The Book of Gomorrah, nn. 1-5
By Jeff Ziegler (articles ) | Apr 10, 2003
Far different from contemporary experts' insights into the scandal is the teaching of the doctor of the Church, St. Peter Damian, in his treatise on clerical scandal. St. Peter begins by distinguishing the four degrees of the sin against nature, the most grave being the homosexual act. While everyone in St. Peter's day (the mid-eleventh century) believed that the commission of the ultimate act should lead to the loss of ecclesiastical status, St. Peter decries the laxity of superiors who fail to punish the lesser degrees of the sin (which I won't mention, since my mother may be reading this).
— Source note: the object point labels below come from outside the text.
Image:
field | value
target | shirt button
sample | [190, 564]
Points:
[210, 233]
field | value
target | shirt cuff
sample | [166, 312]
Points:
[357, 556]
He observes that the sin against nature "is not improperly believed to be worse than all other crimes," since God has always punished it so severely. No one, then, who has committed this sin should be ordained, even if he has repented. Such men should remain humbly as laymen, perhaps as religious brothers. Some, though, who have thus sinned desire ordination. St. Peter attributes this desire to intellectual darkness, God's punishment for the sin against nature. He adds:
What, I ask, would St. Paul say if he saw such a wound festering in the very body of Holy Church? In particular, what sadness, what burning compassion would inflame that pious heart if he were to learn that this destructive plague is even spreading among the holy orders?
Let the indolent superiors of clerics and of priests hear; let them hear and let them fear being partcipants in the guilt of others.... I refer to those who close their eyes to the correction of their subordinates' sins and offer them the freedom of sinning through an ill-advised silence. Let them hear, I say, and prudently understand that they all equally deserve death.